Let's not even give space to the charges that South Ossetians charged through Georgian villages to go house to house raping and murdering. The very thought of such an absurd claim is unworthy. The charges that Russian troops in occupation of Georgian territory witnessed these atrocities and did nothing to halt them, represents yet another calumnious slander.

So what if reporters interviewed a handful of Chechen soldiers who admitted to the Ossetian reprisal activities. Please bear in mind that they also insisted that the Ossetian actions were entirely justified in view of the outrages visited upon the South Ossetians by the Georgian army. "Do you know what the Georgians did in Tskhinvali? They killed 2,000 people. Georgians were crushing small children with their tanks!"

They should know, after all. They heard it from the highest sources, unimpeachable sources at that, from the Kremlin. Why, they had it on authority that not only were tanks used to crush children, but Georgian soldiers in their blood lust, took to beheading innocent Ossetian civilians. How can you deal with such people, other than to give back what they give to you?

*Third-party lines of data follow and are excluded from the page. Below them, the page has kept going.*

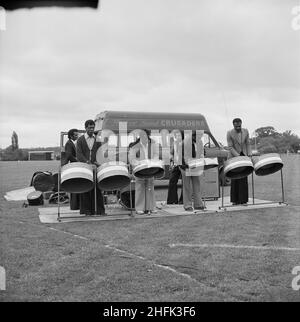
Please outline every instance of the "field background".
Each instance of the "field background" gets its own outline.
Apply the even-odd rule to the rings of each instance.
[[[299,252],[214,246],[300,248],[300,156],[282,158],[288,207],[55,225],[3,196],[35,171],[57,172],[57,161],[0,162],[0,300],[299,301],[291,288]],[[165,200],[166,190],[156,195]],[[255,195],[281,200],[279,173],[255,176]]]

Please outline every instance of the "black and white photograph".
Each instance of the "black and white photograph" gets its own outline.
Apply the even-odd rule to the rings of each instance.
[[[0,179],[0,302],[300,302],[300,1],[0,0]]]

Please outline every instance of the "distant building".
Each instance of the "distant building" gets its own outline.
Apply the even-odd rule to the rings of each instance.
[[[54,160],[54,151],[28,151],[28,161]]]

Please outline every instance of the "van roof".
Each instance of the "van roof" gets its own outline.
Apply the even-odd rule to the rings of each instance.
[[[119,122],[127,122],[128,131],[149,130],[204,130],[210,133],[205,117],[199,113],[151,113],[104,111],[95,118],[95,131],[110,129],[119,131]]]

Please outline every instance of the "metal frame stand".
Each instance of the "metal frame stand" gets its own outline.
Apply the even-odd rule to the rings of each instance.
[[[223,171],[223,170],[222,170]],[[224,178],[225,178],[225,174],[223,172],[223,175],[224,175]],[[252,172],[252,205],[249,204],[247,205],[248,207],[250,206],[255,206],[255,205],[275,205],[275,204],[285,204],[285,205],[288,205],[288,203],[285,202],[285,199],[284,199],[284,185],[283,185],[283,171],[282,171],[282,168],[280,169],[280,181],[281,181],[281,198],[282,200],[281,201],[270,201],[270,202],[260,202],[260,203],[255,203],[255,196],[254,196],[254,174]],[[222,185],[222,205],[221,207],[219,207],[219,209],[223,209],[223,210],[227,210],[227,208],[234,208],[236,207],[236,205],[225,205],[224,206],[224,184]]]
[[[79,133],[85,133],[85,131],[83,130],[79,130]],[[62,217],[61,216],[61,205],[60,205],[60,181],[61,181],[61,159],[62,159],[62,149],[63,149],[63,139],[64,136],[68,135],[68,132],[60,132],[60,163],[59,163],[59,168],[58,168],[58,183],[57,183],[57,194],[58,194],[58,201],[57,201],[57,221],[61,222],[63,219],[78,219],[81,217],[78,216],[68,216],[68,217]],[[94,193],[95,193],[95,213],[96,215],[94,216],[85,216],[85,218],[88,220],[90,218],[95,218],[95,217],[102,217],[101,215],[97,215],[97,168],[94,170],[93,169],[93,173],[94,173]],[[104,202],[104,201],[103,201]],[[105,205],[104,205],[105,207]]]
[[[132,167],[130,166],[130,164],[128,165],[128,173],[130,176],[130,182],[129,182],[129,199],[130,199],[130,217],[134,217],[133,214],[133,207],[132,207],[132,182],[134,182],[134,180],[132,180],[133,174],[132,174]]]

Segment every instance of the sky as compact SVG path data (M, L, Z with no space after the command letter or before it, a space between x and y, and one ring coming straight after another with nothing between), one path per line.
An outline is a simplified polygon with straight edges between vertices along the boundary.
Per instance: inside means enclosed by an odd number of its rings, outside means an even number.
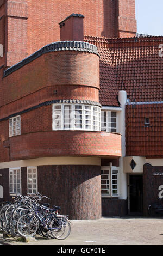
M135 10L138 33L163 35L163 0L135 0Z

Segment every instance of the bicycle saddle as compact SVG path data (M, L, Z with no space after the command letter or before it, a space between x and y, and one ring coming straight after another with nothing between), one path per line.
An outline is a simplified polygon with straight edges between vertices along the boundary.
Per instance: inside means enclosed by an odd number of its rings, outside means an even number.
M53 205L54 208L56 209L57 210L60 210L61 208L60 206L56 206L55 205Z

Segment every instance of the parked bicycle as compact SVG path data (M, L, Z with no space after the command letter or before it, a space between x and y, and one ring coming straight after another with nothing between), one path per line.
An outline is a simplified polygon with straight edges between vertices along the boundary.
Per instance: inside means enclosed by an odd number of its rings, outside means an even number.
M160 198L158 201L152 203L148 206L148 212L149 216L153 216L155 214L163 215L163 202Z
M39 234L46 237L65 239L71 232L68 216L58 213L60 206L49 208L37 193L33 196L20 195L14 203L6 204L0 210L1 229L12 236L31 237Z

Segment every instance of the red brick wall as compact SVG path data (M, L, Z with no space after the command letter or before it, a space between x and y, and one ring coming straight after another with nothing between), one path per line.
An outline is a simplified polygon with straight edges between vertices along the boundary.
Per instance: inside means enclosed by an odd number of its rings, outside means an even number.
M60 25L60 41L84 41L83 17L72 16Z
M21 168L23 195L27 193L27 167ZM4 189L4 198L0 202L13 202L9 196L9 169L0 169L0 174ZM100 166L38 166L37 177L38 191L51 199L44 202L49 203L51 208L60 206L61 214L68 215L70 220L101 218Z
M121 156L121 136L116 133L51 129L10 137L9 141L11 160L65 155Z
M135 0L116 0L117 2L117 34L120 38L135 36L137 31Z
M2 44L3 47L3 57L0 57L0 66L5 64L5 52L6 50L5 47L5 40L6 40L6 21L5 21L5 6L3 4L4 2L2 1L2 5L0 5L0 44ZM0 2L1 4L1 2Z
M3 4L5 1L1 1ZM132 36L136 31L135 0L6 0L7 65L60 40L59 23L72 13L84 15L85 35ZM0 5L0 13L4 5ZM66 40L68 40L66 39Z
M52 198L52 206L60 206L61 214L70 220L101 218L100 166L38 166L37 172L40 193Z
M126 106L126 156L163 156L163 104ZM146 127L145 118L149 118Z
M54 86L45 87L7 105L3 106L0 108L1 118L53 100L80 99L98 102L98 89L82 86L67 85L65 87Z
M2 79L1 83L0 106L49 86L62 86L64 89L67 85L99 88L99 57L73 51L45 54ZM71 92L68 97L72 96ZM60 95L57 96L60 99Z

Don't believe it? Well, how about Vladimir Putin, that stalwart man of the people, the prime minister of Russia, stating unequivocally on Russian television that this is precisely what the Georgians engaged in. It's unspeakable that Human Rights Watch (but then, what can you expect from a U.S.-based "human rights" group) - charges that the Kremlin's deliberate fomenting of outrage was meant to encourage reprisals.

It's the West again, trying to damage the reputation of Russia and its people. Russians know better; they know whom to believe. They know that President Mikheil Saakashvili is a genocidal monster. They know also other truths, that Ukrainians, Estonians and Western interests were complicit with the Georgians, had sent troops to fight alongside them, against Russian troops.

When embattled the Russians know what to do. Sit tight and hold their own. There must be no withdrawal, regardless of what the hostile world demands, intent on once again humiliating Russia. Russia must stay the course, re-claim her honour and her place on the world stage. That much is demonstrably clear.